Le site internet de l'entreprise, 5.000 employés et 1,3 milliard d'euros de chiffre d'affaires, pose le décor: "Martin Herrenknecht (né en 1942) est le fondateur de l'entreprise Herrenknecht AG, il lui a donné son nom, la fait avancer et la dirige."

L'atelier fondé en 1977 est devenu une usine de 24 hectares, dont les hauts portiques dominent la plaine rhénane. Y ont notamment été fabriqués les tunneliers du métro de Rennes ou de Doha, du RER de Londres ou de grandes percées ferroviaires en Allemagne, en Suisse ou en Norvège.

Dans la cour, un imposant cylindre de 100 mètres de long pour près de 10 mètres de diamètre, pesant la bagatelle de 1.500 tonnes: à l'automne, il commencera à creuser le tunnel de la ligne 16 entre La Courneuve et Saint-Denis (Seine-Saint-Denis).

Cette chenille d'acier est une véritable usine en miniature, avec à l'avant, le disque de la roue de coupe, équipée de couteaux et de molettes qui attaqueront la roche et racleront le terrain. Une vis sans fin est chargée de récupérer les déblais, qui seront évacués vers l'arrière par un grand tapis roulant, tandis que des anneaux de béton préfabriqués seront posés au fur et à mesure de l'avancée pour former la voûte du tunnel.

L'intérieur ressemble un peu à un bateau, avec ses escaliers et ses passerelles. "Un sous-marin, plutôt", corrige Thierry Dallard, le président de la Société du Grand Paris (SGP), chargée de construire le supermétro francilien: sous terre, comme sous l'eau, on ne voit rien.

Le tunnelier a aussi son sas de décompression, afin que les agents puissent intervenir dans la chambre d'excavation, derrière la roue de coupe, où s'amoncellent les morceaux de roche avant leur évacuation.

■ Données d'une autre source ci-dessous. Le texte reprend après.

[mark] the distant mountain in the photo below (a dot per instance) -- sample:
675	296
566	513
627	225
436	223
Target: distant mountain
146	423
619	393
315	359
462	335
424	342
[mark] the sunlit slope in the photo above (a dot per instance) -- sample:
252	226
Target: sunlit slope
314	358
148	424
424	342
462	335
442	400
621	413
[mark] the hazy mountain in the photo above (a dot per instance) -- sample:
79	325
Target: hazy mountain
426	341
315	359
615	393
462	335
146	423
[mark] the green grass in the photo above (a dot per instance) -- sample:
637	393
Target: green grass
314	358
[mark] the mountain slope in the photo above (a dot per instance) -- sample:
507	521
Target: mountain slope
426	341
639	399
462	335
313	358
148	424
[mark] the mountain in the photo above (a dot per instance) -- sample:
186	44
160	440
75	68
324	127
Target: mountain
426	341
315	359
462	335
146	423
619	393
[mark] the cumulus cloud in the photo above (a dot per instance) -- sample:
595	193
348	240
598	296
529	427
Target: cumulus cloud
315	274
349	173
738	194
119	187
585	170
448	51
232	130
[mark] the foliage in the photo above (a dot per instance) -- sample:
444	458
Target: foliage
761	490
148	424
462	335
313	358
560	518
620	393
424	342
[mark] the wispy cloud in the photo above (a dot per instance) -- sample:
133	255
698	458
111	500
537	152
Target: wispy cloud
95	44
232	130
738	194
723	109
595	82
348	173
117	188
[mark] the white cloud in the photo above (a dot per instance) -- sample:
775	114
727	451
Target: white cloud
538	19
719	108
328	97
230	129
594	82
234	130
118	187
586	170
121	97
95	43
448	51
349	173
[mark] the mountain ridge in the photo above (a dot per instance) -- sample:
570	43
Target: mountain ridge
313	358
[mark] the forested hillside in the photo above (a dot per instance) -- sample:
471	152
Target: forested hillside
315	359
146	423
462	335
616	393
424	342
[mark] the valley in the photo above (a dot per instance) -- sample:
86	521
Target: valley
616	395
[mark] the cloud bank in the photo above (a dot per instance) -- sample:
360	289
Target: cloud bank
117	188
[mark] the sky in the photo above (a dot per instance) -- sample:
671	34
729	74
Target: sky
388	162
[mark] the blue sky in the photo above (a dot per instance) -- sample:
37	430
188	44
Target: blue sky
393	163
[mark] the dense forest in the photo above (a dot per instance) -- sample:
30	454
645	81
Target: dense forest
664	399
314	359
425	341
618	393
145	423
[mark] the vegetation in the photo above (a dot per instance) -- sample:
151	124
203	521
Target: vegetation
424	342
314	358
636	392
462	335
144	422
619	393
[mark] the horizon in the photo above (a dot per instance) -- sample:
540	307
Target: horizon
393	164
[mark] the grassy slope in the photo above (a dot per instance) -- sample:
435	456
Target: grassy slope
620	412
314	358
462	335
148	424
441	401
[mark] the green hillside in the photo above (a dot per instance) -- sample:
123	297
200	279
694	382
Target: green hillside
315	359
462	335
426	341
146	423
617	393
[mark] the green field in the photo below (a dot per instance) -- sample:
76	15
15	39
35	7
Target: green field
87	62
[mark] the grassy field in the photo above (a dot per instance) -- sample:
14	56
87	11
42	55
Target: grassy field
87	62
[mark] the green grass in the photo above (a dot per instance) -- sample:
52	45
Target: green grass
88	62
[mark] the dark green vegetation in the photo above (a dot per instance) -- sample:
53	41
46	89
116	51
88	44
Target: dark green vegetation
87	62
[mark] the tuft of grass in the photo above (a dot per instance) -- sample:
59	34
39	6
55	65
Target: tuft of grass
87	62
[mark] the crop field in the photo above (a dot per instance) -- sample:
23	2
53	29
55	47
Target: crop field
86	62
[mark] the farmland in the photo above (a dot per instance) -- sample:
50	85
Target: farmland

- "Dernier cow-boy" en Europe -

A Schwanau comme lors des traditionnels baptêmes de tunneliers pour lancer officiellement les travaux --les machines portent souvent le nom de l'assistante du chef de chantier--, on présente des engins parfaitement peints.

"Ça n'apporte rien à la fonctionnalité, et au bout d'un tour dans la première paroi il n'y a plus de peinture", reconnaît Frédéric Battistoni, le patron de la filiale française de Herrenknecht. "Mais ça ne coûte pas grand chose de plus, et pour l'image ça change tout!"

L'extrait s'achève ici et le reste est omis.